A loop-the-loop track consists of an incline that leads into a circular loop of radius r. What is the minimum height that a mass can be released from rest and still make it around the loop without falling off? Neglect friction.

First, we need to know the minimum speed at the top of the loop for the mass to remain on the track.

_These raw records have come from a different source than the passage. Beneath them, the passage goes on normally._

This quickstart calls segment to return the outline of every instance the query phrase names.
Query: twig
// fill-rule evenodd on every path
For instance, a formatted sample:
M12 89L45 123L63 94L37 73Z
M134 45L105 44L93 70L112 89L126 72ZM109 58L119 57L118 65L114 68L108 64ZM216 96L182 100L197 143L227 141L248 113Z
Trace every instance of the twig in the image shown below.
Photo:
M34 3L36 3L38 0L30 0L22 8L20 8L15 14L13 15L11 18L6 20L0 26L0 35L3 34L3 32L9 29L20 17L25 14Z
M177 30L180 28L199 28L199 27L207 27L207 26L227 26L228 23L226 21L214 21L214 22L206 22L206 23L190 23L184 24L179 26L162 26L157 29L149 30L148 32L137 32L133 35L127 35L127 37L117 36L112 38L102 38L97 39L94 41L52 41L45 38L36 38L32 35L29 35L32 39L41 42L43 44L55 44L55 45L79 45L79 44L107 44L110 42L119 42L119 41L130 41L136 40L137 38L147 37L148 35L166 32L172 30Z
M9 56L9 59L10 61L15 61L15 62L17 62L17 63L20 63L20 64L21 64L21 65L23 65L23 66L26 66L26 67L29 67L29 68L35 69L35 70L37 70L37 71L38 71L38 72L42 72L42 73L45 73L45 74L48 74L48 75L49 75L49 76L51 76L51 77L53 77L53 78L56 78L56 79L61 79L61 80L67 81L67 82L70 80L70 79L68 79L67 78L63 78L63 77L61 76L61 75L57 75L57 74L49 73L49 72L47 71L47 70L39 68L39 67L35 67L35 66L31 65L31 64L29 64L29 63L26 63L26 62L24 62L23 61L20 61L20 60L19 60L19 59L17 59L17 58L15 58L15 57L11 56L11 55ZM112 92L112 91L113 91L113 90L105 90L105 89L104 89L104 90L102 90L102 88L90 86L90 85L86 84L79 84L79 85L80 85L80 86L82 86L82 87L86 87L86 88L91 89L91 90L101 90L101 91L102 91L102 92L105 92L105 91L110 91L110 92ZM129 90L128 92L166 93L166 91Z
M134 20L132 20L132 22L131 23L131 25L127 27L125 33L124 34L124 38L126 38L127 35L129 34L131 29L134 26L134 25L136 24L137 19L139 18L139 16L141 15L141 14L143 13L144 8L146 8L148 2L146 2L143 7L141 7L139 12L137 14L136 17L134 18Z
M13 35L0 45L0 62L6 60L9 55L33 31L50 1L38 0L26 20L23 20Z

We do this by DID TASC.

Step 1: Draw diagram and coordinate system.

Step 2: Isolate the system.

Step 3: Draw all forces.

Step 4: Take components.

Step 5: Apply Newton's second law.

Step 6: Solve.

Step 7: Check.

Step 3: At the top of the loop, the two forces are N and mg, both acting down.

Step 5:
ΣF_{r} = N + mg =
mv^{2}/r → N = mv^{2}/r - mg.

Step 6:
Minimum speed is given by N=0
→ v^{2} = gr.

Multiply by ½ m to get: ½
mgr = ½ mv^{2}.

The minimum kinetic energy at the top is ½ mgr.

Now determine the initial kinetic energy needed by D0EL.

Step 1: Define/draw diagram and coordinate system.

Step 2: Choose a consistent zero.

Step 3: Energy conservation.

Step 4: Losses.

Step 2: The zero level for potential energy is the bottom of the loop.

Step 3: U_{i} + K_{i} = U_{f} + K_{f}.

K_{i} = 0, U_{i} = mgh,
while K_{f} = ½ mgr, U_{f} = mg(2r).

Energy conservation: mgh = ½ mgr + mg(2r)

Finally, h = 2r + r/2 = 5r/2.

A mass released from lower than h = 5r/2 will fall off the loop. A mass
released from higher up will have a non-zero normal force at the top, and
will loop the loop.